En el mismo año, la fobia al haitiano y al domínico-haitiano se extiende a toda la nación dominicana. En efecto, el denominado liberal Ulises F. Espaillat señala que, para ciertas personas, el pueblo es “Todo lo peor que pueda haber sobre este planeta” o, lo que es igual, “perezoso”, “revoltoso”, “ambicioso”, “pillo” e “inconsciente”, aunque trata de mediatizar sus expresiones con la declaración de que él no cree que “sea tan perverso” (Cf. Escritos, 1987).
Espaillat siente cierto odio por el pueblo dominicano al mismo tiempo que confiesa su amor por el pueblo europeo, concretamente alemán, el cual supuestamente aportaría por intermedio de la inmigración “la fuerza de iniciativa” necesaria para que el país progrese económicamente y viva en paz.
Es importante destacar que esta apreciación positiva de los alemanes blancos difiere radicalmente de su consideración negativa de los españoles, calificados como “fanáticos carlistas”, los italianos como “perezosos” y los franceses como “rabiosos comunistas” (Ibidem).
Más tarde, en 1887, otro nominado liberal, Pedro F. Bonó, repetía en esencia la misma concepción racista que Espaillat, al sugerirle al general Gregorio Luperón que promoviera el mestizaje de negros y mulatos con blancos, a los fines de constituir una raza que aportara “superioridad de las combinaciones” raciales a la isla de Santo Domingo y, en consecuencia, convirtiera ésta en “núcleo y modelo del engrandecimiento y personalidad…en este hemisferio” (Papeles de P.F. Bonó, 1980).
Asimismo, en dichos años ochenta del siglo XIX, Salomé Ureña y Manuel Galván habían emprendido la tarea de identificar al pueblo dominicano con la cultura española, tomando en cuenta las tradiciones indígenas heredadas de la conquista y la colonización imperial de España.
En el primer caso, Ureña, en su poema “Anacaona” (1880), resaltó la comunidad taína, sin alusión a las comunidades dominicanas negras y/o haitianas, en tanto que el segundo, Galván, en su novela “Enriquillo” (1882), glorificó a los caciques indios, desde la perspectiva de dominación de la Corona española y de domesticación de la Iglesia católica, realizando sólo una anotación relevante sobre los cimarrones negros que sobrevivían en las montañas de Bahoruco, a quienes acusó de “tribu de salvajes de raza africana”.
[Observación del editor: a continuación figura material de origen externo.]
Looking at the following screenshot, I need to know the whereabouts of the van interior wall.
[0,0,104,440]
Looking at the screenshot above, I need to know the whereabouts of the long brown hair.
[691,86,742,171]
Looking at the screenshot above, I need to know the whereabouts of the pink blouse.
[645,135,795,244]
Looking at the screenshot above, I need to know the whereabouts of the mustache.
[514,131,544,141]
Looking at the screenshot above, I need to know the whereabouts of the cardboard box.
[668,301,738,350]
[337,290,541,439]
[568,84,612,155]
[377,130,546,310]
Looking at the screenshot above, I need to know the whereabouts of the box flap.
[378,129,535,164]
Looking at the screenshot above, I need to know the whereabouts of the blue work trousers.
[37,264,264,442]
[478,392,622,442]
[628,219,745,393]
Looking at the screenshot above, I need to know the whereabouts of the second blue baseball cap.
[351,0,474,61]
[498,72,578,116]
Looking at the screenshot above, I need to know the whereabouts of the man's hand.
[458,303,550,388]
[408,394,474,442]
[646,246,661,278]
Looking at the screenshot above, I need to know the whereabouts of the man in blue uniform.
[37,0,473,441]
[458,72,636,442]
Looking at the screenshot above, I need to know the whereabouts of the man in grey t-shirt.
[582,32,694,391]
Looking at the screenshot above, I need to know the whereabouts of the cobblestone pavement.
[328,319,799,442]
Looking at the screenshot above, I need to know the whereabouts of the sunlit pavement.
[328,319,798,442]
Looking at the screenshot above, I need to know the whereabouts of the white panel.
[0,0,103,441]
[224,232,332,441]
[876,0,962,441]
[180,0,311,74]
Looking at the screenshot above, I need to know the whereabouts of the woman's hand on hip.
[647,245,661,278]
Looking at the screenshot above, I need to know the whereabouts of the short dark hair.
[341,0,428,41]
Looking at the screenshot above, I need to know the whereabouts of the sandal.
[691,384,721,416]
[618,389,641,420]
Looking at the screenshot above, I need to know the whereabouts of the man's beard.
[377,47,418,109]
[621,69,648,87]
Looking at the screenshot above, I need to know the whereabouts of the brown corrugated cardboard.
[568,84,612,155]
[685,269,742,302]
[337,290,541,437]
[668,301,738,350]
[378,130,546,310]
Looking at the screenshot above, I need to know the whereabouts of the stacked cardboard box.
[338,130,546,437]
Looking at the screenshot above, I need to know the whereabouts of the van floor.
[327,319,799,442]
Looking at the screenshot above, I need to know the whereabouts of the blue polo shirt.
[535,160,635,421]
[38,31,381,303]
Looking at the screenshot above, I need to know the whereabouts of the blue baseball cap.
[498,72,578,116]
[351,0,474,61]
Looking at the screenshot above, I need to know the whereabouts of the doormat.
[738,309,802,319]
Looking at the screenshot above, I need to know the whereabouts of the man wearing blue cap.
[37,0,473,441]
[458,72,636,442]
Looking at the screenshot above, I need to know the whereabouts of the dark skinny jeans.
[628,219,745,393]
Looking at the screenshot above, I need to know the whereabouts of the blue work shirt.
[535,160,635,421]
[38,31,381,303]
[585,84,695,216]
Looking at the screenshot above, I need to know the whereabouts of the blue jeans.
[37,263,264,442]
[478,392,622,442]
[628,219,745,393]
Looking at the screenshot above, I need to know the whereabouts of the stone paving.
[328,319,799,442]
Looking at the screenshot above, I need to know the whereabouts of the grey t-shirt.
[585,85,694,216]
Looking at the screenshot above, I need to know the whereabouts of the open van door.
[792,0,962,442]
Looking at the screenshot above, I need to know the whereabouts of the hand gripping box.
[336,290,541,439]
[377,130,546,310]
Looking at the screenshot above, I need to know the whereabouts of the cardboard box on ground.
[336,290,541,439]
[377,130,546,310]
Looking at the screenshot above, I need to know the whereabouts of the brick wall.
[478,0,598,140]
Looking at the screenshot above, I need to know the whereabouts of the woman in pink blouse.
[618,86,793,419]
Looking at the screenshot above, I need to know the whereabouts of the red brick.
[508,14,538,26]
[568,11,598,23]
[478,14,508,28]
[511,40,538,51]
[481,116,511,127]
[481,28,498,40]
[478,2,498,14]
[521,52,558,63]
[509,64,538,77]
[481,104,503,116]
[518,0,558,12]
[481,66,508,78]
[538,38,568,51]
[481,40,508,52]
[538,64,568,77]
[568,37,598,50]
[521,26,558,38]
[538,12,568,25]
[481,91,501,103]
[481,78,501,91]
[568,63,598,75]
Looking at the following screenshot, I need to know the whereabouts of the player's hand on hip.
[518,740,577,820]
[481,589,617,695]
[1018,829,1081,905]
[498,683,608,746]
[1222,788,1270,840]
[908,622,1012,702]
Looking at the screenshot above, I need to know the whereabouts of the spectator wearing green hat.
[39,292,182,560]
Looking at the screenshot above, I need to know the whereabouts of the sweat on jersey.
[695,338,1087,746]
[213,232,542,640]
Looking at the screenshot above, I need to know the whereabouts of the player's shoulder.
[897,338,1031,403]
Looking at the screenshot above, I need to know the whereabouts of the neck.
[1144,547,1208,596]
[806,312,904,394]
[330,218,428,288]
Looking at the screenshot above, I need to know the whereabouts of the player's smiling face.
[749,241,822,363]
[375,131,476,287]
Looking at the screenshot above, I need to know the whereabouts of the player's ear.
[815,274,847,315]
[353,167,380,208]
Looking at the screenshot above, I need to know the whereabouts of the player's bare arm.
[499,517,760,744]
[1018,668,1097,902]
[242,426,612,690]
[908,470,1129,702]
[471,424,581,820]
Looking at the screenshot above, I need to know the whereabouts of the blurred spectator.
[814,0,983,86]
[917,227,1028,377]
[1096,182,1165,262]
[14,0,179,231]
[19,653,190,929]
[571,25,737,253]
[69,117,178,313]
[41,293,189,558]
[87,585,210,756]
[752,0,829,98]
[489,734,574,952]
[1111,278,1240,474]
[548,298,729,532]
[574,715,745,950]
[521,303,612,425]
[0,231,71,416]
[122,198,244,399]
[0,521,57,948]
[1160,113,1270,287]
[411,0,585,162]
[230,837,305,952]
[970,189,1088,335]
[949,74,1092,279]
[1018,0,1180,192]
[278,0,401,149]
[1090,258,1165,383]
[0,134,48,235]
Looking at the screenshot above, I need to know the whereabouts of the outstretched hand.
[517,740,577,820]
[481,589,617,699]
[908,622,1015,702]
Posteriormente, a fines del siglo XIX, Rafael Abreu reformula la interpretación de los males sociales dominicanos desde la óptica racista de la degeneración de las razas. Este publicista manifiesta que la raíz de los vicios sociales de República Dominicana, tales como “la holgazanería, el orgullo y la soberbia” radica en la importación y consecuente esclavitud de la mano de obra negra o “raza exótica” y en la llegada de los “conquistadores” españoles, aunque reconoce que dicha soberbia heredada de la Conquista sirvió para emprender la lucha de independencia patria (Cf. “Consideraciones acerca de nuestra independencia y sus pro-hombres”, 1894)
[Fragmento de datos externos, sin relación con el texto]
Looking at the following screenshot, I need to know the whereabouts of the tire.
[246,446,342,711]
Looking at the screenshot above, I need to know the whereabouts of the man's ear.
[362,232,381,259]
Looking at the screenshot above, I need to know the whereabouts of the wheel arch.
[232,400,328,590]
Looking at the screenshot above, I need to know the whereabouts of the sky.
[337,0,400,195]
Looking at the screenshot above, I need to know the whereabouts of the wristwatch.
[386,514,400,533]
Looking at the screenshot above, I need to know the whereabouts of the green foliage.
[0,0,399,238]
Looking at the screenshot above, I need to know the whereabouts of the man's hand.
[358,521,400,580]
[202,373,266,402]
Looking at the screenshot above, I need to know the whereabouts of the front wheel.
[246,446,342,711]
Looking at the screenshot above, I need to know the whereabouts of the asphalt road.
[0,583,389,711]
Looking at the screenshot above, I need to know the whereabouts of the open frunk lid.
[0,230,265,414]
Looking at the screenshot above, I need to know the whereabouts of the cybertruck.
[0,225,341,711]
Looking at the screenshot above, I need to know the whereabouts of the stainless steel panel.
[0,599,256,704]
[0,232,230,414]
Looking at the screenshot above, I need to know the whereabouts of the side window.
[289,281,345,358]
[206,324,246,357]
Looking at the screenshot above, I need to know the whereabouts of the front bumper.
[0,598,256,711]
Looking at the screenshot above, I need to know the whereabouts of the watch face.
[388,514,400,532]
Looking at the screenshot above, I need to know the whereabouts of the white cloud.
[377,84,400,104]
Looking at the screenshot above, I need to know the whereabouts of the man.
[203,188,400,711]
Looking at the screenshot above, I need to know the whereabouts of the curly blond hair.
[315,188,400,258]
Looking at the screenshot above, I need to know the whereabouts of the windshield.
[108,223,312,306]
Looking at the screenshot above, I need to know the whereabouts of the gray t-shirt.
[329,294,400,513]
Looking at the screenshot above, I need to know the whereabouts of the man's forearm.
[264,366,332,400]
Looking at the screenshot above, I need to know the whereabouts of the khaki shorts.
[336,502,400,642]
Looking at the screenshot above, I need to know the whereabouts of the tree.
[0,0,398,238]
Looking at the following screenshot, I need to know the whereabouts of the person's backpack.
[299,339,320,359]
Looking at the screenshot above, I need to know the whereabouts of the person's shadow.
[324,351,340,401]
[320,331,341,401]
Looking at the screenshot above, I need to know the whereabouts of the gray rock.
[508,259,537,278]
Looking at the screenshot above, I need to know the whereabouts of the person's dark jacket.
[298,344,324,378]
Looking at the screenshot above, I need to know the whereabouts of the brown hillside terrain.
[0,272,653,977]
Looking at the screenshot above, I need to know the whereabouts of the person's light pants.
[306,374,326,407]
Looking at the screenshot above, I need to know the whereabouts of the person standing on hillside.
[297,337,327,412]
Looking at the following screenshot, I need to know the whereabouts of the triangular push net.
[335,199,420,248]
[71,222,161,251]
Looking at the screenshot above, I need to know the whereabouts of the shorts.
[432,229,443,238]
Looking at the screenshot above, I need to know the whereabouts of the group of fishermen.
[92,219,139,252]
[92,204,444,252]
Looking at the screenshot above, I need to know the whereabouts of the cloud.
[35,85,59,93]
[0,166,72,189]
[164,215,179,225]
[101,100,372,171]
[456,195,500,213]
Por otro lado, José López, en su escrito “La alimentación y las razas” (1896), plantea que el atraso del pueblo dominicano responde a la desnutrición de las masas campesinas. Este factor de carácter biológico explicaría a su vez el proceso degenerativo de las razas habitantes de la isla de Santo Domingo, desde la aborigen hasta la criolla, pasando por la conquistadora. Tal autor dice que desde hace “muchas décadas que estos pueblos, especialmente el dominicano, comen menos de lo necesario, y esa es la causa más poderosa de la degeneración física y del apocamiento mental, en que vivimos.”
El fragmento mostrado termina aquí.